Edlin, Richard (DNB00)
|←Edith (d.1075)||Dictionary of National Biography, 1885-1900, Volume 16
|Edmond, — (16th cent.)→|
EDLIN or EDLYN, RICHARD (1631–1677), astrologer, born 29 Sept. 1631 (Sloane MS. 1120, f. 2), was practising in June 1659 what he terms his ‘noble science’ in ‘New Buildings in Sugar Loaf Court at the lower end of Tenter Alley nere little More-fields,’ but by 1664 had removed to a less retired ‘study next door above the four Swans in Bishopsgate Street.’ From the style of his writings he appears to have been a more than ordinarily illiterate knave. He published:
- ‘Observationes Astrologicæ, or An Astrologicall Discourse of the Effects of that notable conjunction of Saturn and Mars that happened October 11, 1658, and other Configurations concomitant. … To which is prefixed a brief Institution for the better understanding the following Discourse, or any other of the like nature; and also added, a most ingenious Discourse of the true Systeme of the World,’ 2 pts., 8vo, London  (with a new title-page, 8vo, London, 1668).
- ‘Præ-Nuncius Sydereus: An Astrological Treatise of the Effects of the Great Conjunction of the two Superior Planets, Saturn & Jupiter, October the Xth 1663, and other Configurations concomitant. Wherein the Fate of Europe for these next twenty years is … conjectured,’ &c., 4to, London, 1664.
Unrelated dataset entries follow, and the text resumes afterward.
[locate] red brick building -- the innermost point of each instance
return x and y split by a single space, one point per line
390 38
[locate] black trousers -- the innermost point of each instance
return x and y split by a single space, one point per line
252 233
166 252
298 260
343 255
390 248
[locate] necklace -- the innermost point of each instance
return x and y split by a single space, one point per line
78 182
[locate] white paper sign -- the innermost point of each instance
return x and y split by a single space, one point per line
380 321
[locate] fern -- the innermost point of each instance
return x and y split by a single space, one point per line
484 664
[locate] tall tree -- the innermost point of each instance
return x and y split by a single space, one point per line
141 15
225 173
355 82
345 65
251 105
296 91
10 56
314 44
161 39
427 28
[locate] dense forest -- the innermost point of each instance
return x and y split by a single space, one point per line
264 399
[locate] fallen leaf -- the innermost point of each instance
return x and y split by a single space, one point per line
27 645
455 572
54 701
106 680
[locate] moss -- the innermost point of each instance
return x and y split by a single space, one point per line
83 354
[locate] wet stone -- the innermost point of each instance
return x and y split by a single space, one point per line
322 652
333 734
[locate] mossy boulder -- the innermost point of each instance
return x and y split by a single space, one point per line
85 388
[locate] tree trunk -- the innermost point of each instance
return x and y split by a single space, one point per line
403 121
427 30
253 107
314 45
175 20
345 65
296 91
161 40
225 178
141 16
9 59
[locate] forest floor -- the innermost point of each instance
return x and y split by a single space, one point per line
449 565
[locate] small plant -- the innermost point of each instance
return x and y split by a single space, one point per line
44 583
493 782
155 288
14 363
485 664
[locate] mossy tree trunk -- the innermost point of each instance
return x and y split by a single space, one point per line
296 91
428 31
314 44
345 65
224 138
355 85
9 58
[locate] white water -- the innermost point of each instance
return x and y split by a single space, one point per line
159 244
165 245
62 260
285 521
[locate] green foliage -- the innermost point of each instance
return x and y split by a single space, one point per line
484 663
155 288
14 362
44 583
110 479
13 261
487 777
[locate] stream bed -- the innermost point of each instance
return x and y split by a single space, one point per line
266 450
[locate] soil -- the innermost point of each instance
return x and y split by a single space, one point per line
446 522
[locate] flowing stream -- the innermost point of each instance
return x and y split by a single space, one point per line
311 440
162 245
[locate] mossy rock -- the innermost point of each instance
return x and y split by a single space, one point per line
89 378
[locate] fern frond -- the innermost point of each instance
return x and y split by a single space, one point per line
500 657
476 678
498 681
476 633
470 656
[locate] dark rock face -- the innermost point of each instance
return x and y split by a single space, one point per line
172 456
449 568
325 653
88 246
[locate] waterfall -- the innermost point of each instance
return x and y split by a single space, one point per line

Unfortunately, by reason of ‘those enormities’ the author had been ‘so abundantly subject to,’ many of the events foretold had happened before the book came forth, ‘but not before it was penn'd,’ declares Edlin, ‘as divers of my friends do very well know.’ He omits all mention of his own fate, apparently through modesty; he died 19 Feb. 1676–7.[Works; Cooper's New Biographical Dictionary, p. 523.]